Service members understand the term “quality of life” and its importance to morale in the military, but quality of service is just as important, the Air Force chief of staff said here yesterday.
Gen. David L. Goldfein told the Defense Writers Group that airmen closest to the action have the best morale.
“Morale and readiness are inextricably linked, and where you’ll find high readiness, you’ll find high morale,” the general said. “If you were to walk the ramp today at Bagram [Air Base, Afghanistan] or at Kunsan [Air Base, South Korea], you would find morale is pretty high, because we, by design, ensure that they have all they need.”
U.S.-Based Units Pay Price
The units are fully manned. They have the spare parts and supplies they need for immediate operations, Goldfein said. “The supervision is forward, and they are able to generate the kind of air power that we require,” he added. But the budget necessitates that getting that kind of readiness forward means units in the United States must pay the price, the general said.
“We pull that from home bases,” he explained. “If you were to walk the ramp at Dyess [Air Force Base, Texas] or walk the ramp at Mountain Home [Air Force Base, Idaho] or walk some of these places where they are 70 percent manned — and much of the supervision is deployed forward and where we’ve taken the parts, supplies and the things that produce readiness because of the budget — you will find the morale is lowest.”
Officials talk about balancing quality of service and quality of life, Goldfein said. “I’ve never had someone come back from a deployment and say, ‘The best thing about that deployment was the chow, or the room,’” he told the writers. “They will eat and live wherever we put them.”
Pride in Mission
Some airmen are living in rough conditions, and yet there are no complaints, the general said, because they are doing what they signed up to do. They take great pride in the mission and their parts in performing that mission, he added, and they believe they are part of something big — part of “a high-powered team of people that had a mission every day accomplishing something that matters.”
The key is making sure that type of attitude happens not just overseas, but at home stations, Goldfein said.

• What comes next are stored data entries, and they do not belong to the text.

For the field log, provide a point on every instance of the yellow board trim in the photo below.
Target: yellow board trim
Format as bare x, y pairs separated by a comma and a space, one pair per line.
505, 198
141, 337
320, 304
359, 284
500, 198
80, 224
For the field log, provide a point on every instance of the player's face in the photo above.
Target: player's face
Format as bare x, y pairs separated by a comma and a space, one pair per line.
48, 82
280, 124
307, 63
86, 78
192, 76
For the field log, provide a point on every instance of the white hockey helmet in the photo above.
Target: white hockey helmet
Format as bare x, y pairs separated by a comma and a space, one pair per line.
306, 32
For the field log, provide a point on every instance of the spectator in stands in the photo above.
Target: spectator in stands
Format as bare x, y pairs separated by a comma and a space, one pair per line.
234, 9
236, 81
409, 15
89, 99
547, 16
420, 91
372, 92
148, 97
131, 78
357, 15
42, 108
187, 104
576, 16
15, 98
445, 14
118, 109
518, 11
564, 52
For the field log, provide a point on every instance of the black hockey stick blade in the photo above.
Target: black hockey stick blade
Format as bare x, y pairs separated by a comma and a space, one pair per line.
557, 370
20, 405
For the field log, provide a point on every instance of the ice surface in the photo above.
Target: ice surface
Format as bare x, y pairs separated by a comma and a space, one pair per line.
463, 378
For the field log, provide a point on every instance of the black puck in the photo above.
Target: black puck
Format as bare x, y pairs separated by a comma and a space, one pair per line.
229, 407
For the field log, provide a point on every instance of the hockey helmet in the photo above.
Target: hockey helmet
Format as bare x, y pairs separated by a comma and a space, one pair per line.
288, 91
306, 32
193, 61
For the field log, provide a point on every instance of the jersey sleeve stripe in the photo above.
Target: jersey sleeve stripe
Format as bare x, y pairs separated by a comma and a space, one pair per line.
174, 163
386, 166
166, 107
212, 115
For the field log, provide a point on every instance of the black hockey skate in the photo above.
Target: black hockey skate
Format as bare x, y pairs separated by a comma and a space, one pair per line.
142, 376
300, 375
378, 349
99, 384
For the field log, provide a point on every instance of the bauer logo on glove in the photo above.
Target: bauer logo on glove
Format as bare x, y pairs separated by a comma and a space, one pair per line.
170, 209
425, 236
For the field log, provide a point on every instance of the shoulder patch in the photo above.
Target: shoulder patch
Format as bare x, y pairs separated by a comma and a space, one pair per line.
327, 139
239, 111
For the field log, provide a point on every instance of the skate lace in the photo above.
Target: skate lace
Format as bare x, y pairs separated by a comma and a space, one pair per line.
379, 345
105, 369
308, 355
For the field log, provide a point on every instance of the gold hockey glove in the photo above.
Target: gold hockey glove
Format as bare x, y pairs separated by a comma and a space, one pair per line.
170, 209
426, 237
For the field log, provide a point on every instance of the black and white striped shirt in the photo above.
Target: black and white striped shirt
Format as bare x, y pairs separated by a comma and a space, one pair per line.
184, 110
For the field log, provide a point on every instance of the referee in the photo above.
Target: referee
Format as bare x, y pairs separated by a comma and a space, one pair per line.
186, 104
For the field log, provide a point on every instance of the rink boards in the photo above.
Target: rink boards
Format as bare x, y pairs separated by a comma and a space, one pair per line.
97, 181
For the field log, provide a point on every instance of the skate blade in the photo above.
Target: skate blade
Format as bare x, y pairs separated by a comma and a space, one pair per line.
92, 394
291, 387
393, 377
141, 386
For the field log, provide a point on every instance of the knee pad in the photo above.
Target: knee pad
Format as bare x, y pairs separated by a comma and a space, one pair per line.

“I’ve got folks contributing to this fight and the global challenges we face right here at home stations,” he said. “As the chief, I’ve got a lot of things to worry about, but I believe I have one moral obligation, and that is I can never send someone into harm’s way that is not properly organized, trained, equipped and led, and [I must] take care of their families while they are gone.
“That’s my mirror check. That, I’ve got to get right,” he continued. “Everything else, I do the best I can.”